The powder-keg heart of the movie is Belarus’ 2010 election, painted as a total sham. Director Madeleine Sackler uses smuggled-out footage to show the theater’s covert activities in the months leading up to the election: selling tickets, meeting audiences in public to sneak them back to the theater, and staging cri de coeur performances about life under totalitarianism as the death of a thousand cuts … or fewer. (One troupe member, upon her arrest, is told, “Everything that Nazis did during World War II would be just a dream for you.”)
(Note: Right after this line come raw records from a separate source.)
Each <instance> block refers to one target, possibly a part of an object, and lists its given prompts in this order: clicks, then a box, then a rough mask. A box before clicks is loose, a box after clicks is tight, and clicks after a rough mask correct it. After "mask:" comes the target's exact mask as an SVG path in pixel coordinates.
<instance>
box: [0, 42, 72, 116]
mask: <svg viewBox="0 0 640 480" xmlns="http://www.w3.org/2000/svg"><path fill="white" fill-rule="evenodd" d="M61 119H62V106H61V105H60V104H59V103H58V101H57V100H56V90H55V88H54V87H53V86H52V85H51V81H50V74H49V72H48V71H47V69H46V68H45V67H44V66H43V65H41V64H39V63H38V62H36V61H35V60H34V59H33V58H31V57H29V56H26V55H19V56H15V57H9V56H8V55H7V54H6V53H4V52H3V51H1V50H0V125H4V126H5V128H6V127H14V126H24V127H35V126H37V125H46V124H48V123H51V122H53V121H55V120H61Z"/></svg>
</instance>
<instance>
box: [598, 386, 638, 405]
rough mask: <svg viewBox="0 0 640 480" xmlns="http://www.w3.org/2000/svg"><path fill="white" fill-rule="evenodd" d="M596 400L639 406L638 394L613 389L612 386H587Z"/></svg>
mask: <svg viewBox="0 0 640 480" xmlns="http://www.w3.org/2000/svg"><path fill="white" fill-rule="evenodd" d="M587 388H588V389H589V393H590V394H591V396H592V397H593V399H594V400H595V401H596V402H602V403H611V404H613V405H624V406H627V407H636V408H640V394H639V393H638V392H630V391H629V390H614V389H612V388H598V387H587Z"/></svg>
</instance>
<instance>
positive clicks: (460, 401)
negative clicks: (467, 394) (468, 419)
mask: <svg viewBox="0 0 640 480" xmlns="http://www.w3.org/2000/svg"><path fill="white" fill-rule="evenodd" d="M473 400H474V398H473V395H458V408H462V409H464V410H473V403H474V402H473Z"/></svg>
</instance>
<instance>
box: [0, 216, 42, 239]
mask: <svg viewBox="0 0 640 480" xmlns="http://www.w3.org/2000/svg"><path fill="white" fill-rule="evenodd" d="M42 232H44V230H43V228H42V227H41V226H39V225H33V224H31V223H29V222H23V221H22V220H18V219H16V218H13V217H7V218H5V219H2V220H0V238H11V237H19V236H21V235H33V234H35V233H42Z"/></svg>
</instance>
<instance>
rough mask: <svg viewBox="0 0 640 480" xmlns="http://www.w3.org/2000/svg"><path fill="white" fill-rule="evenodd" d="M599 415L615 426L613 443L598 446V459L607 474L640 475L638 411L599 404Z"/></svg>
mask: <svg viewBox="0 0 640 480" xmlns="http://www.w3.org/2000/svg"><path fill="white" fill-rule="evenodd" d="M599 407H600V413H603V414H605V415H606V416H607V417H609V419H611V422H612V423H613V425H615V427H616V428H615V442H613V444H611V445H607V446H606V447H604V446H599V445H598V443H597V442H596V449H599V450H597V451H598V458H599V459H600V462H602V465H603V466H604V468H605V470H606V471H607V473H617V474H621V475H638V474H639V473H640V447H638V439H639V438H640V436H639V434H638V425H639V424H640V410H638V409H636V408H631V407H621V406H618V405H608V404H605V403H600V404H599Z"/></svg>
Then comes the election results and the thousands who protest in the streets, an aftermath that makes refugees of the troupe — although while in exile they earn an Obie and Edinburgh Fringe Festival award for shows that only get better and more heart-in-your-throat. (The actors are, to a person, excellent stage and screen presences.) In the third act, we return to Belarus with another to-the-streets protest and its even more frightening response — reportage as worthy as the stagecraft.

Much of the Theatre’s work is visually striking; sometimes Sackler enhances this quality through her own staging, and sometimes she has slow-motion footage of the troupe walking eight abreast through shadowed archways. But for everything that’s a little corny, there are also very canny assemblies — rehearsals shown after performances, or performances contrasted with later revisions, and there’s a subplot about an actor’s daughter that stings. The movie is more than just a tripod placed in front of its subjects, occasionally but rarely achieving the heights of its subjects’ artfulness.

Although, as noted earlier, who can’t root against Lukashenko and his KGB thugs? The troupe presents questions that are not complicated, and so, in its way, the movie is a rout, the story of people waiting patiently for history’s pendulum of justice to swing their way. (Spoiler alert: It hasn’t.)

As such, this is equal parts document and sign-our-petition propaganda, but dammit, you’ll want to sign their petition.